Kan, gözyaşı, yakma ve yıkmaya artık yeter demenin zamanı gelmedi mi?
Ne zamana kadar insanlar çocuklarının ölülerine ağlayacak? Ölen, öldürülen her bir kişi bu memleketin evladıdır. Her birinin anası, babası ve ailesi vardır. “Ateş düştüğü yeri yakar” derler. Ölenin babası, annesi, cenazesinin gittiği köy veya kasabanın yüreği ve ciğeri yanıyor.
Silah, kan ve gözyaşı üzerinden siyaset yapıp oy avcılığı yapmak ne kadar etiktir? Bırakın bu halk özgür iradesini kullansın. Kimden yana tavır takınacağına, kimi tercih edeceğine kendisi karar versin.
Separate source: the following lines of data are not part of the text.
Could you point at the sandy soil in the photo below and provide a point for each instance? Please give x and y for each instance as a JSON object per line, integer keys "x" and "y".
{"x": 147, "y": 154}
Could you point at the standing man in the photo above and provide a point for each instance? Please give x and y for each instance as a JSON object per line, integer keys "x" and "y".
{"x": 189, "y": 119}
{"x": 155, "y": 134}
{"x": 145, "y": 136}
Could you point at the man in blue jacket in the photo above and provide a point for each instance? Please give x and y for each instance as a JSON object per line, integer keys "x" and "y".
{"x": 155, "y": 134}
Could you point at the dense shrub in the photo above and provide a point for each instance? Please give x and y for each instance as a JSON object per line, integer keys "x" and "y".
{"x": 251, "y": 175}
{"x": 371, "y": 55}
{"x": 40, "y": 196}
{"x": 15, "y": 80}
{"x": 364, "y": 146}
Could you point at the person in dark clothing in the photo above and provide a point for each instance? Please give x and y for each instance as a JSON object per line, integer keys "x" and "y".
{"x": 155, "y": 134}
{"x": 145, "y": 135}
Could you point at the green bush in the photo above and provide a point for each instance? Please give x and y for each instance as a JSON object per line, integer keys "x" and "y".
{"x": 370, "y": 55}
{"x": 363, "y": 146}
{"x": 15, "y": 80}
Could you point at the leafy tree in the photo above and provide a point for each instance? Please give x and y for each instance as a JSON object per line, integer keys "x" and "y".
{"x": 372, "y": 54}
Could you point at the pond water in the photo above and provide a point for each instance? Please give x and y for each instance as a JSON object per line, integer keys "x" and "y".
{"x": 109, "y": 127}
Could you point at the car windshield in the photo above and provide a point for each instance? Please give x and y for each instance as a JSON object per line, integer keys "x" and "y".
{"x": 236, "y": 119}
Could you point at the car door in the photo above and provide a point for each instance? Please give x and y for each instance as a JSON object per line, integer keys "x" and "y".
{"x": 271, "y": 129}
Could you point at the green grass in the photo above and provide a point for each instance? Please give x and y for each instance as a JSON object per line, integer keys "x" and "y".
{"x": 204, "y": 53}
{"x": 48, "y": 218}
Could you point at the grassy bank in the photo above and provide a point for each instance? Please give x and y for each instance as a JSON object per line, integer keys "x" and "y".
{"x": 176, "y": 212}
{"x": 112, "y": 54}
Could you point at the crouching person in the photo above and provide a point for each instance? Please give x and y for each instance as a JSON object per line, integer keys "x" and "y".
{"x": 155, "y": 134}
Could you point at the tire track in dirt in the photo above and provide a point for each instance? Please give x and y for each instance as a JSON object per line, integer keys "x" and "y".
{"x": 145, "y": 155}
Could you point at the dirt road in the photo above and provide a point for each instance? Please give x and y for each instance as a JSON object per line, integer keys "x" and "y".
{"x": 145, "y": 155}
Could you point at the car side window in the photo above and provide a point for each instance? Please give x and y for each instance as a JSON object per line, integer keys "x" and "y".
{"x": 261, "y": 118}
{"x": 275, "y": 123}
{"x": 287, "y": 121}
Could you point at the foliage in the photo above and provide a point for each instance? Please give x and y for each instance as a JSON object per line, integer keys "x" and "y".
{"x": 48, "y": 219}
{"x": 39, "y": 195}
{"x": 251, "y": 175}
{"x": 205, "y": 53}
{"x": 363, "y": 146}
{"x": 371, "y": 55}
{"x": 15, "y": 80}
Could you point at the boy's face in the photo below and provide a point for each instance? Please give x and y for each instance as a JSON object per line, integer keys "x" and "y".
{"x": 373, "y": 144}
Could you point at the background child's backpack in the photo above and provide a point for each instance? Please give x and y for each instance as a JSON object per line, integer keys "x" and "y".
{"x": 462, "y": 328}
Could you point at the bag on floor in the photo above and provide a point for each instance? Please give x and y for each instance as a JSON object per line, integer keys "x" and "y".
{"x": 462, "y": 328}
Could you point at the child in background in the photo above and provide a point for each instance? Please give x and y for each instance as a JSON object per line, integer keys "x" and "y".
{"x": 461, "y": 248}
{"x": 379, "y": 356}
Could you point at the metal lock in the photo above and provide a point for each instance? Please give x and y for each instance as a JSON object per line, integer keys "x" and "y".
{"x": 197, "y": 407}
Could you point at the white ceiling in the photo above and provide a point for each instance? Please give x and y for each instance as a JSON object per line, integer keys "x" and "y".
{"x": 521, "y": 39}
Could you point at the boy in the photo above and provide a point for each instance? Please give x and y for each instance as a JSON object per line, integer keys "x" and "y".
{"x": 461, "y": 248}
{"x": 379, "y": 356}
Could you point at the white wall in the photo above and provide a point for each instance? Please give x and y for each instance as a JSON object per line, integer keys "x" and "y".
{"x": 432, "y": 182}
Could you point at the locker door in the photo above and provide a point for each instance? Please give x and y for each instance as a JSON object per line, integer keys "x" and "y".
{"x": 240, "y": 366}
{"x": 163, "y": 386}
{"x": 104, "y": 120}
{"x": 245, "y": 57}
Özgürce, kimsenin etkisi kalmadan, kimden, hangi düşünce ve ideolojiden yana tavrını koyacağını kendisi belirlesin.
Bırakın bu halk, bir nebze nefes alsın. Bir miktar rahat yüzü görsün.
Bırakın bu halk korkusuzca, ölme ve öldürülme korkusu yaşamadan, bağını, bahçesini eksin ve biçsin. Köyünü imar etsin ve yaşanır hale getirsin. Bırakın bu halk işyerini, iradesine göre açsın ve kapatsın. Bir hiç uğruna kepenkler kapatılırken, işyerini açmıyor diye öldürülme, kundaklanma ve yakılma korkusu yaşamasın.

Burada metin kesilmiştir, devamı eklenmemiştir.